It was midway through the afternoon and the sun, despite it still being April, was searingly hot on my sun cream encased face and arms, and the Surrey pressure felt as intense as the sun. In the ten overs after Lammonby’s two fours, Clark, who had found his mark, Taylor and Worrall kept him to four runs, two of those in the tenth of those overs, and Somerset to 12 for the loss of Banton. When Lammonby attempted to break the deadlock with a glance off Worrall, the stroke was hurried and he was bowled. He had made a painstaking 76 in 14 minutes under four hours. Somerset 152 for 4. Kasey Aldridge to the wicket. And on rolled the Surrey steamroller. Six runs came in four overs and Aldridge was beaten twice. Then Atkinson tucked up a virtually scoreless Rew, took the inside edge and Rew was bowled. Somerset 158 for 5. Rew 6 in three minutes short of three quarters of an hour. “Surrey! Surrey!” the response from an increasingly animated crowd.
With Gregory now at the wicket, tea arrived two overs later and Somerset were 164 for 5 having lost five wickets for 77 runs in the 35 unforgiving overs of the afternoon. A text from the online watcher captured the essence of it with, “It’s been like facing the 2005 Ashes attack. Relentless.” Two Somerset supporters came to chat, one to suggest Somerset should start to select their younger pace bowlers given the ‘niggles’ that some of the established attack often bowl with. The other wanted to point out the seat he had bought for the first day of the India Test later in the summer. The chat delayed my teatime circumnavigation to the extent that I had to undertake it on the concourse behind the stands rather than on the outfield although that brought the blessed relief of being able to undertake some of it in the shade before returning to my seat full in the face of the sun four overs into the evening session.

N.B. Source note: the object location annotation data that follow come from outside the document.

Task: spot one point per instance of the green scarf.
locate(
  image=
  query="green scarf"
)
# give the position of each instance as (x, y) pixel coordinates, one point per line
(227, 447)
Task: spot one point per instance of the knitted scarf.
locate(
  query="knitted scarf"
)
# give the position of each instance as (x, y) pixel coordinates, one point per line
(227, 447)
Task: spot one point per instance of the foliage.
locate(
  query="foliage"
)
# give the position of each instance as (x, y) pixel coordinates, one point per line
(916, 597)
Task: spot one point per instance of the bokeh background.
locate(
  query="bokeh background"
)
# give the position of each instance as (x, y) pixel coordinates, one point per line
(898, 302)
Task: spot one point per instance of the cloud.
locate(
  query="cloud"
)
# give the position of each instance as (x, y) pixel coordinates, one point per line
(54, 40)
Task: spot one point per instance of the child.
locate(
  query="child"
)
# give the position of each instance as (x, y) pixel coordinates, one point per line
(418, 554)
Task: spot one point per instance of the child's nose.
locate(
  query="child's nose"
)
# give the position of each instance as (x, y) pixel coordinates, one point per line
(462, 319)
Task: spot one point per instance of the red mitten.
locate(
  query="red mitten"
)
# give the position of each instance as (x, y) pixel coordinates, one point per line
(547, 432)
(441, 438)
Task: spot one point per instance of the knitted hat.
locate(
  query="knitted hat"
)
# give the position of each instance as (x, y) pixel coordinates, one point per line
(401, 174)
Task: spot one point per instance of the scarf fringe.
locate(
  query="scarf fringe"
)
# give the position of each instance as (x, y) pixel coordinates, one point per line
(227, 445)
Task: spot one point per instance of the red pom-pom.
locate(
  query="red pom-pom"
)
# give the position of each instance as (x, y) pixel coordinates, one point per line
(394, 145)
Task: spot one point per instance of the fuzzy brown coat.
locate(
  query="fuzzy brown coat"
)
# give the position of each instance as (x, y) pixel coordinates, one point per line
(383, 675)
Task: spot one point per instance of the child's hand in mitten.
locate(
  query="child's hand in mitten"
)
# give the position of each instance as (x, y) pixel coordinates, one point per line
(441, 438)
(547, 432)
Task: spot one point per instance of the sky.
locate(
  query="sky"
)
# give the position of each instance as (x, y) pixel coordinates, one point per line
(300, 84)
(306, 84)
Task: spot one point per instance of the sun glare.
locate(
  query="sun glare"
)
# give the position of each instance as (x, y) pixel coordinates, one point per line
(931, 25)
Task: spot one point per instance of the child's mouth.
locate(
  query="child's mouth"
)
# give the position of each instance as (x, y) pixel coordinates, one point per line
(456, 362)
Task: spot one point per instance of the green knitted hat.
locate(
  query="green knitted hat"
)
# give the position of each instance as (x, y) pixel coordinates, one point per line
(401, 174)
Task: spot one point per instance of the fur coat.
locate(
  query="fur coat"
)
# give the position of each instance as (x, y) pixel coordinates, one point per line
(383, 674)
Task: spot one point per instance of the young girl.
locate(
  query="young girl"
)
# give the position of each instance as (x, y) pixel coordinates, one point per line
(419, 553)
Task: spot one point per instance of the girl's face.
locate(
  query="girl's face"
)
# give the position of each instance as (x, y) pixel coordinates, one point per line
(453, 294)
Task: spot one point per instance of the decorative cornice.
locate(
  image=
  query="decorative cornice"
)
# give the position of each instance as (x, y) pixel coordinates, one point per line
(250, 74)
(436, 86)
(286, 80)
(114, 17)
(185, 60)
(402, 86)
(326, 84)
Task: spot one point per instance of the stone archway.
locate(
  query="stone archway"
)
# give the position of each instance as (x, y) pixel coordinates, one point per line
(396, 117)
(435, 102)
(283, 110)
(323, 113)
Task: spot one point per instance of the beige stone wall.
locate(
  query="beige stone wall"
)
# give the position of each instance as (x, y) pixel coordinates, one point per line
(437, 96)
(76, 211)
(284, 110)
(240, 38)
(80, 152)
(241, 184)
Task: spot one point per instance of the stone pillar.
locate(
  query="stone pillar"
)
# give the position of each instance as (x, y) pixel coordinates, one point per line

With Atkinson, Taylor and Clark still bearing down, those four overs and the seven that followed realised just 23 runs. The ball reached the boundary only once, and that off Aldridge’s pad. Atkinson was still getting some uncomfortable lift, forcing Aldridge to jump to defend more than once. When Gregory played and missed at Clark, there was an immediate response of, “Surrey!” from the crowd. Eventually the continued pressure told. Aldridge stepped just outside off, tried a neat glance and was bowled round his legs by Clark, the leg stump rocking towards the middle and then coming back again. Somerset 187 for 6. Aldridge 14 in an hour and a quarter. Migael Pretorius was rushed into a defensive stroke to his first ball and yorked, the ball hitting leg and middle and dropping into the crease behind his legs. Somerset 187 for 7. When Clark ran in to deliver the hat trick ball to Josh Davey the crowd responded with the classic hat trick ball crescendo of clapping followed by a descending, “Ohhh,” as Davey quietly played the ball into the leg side.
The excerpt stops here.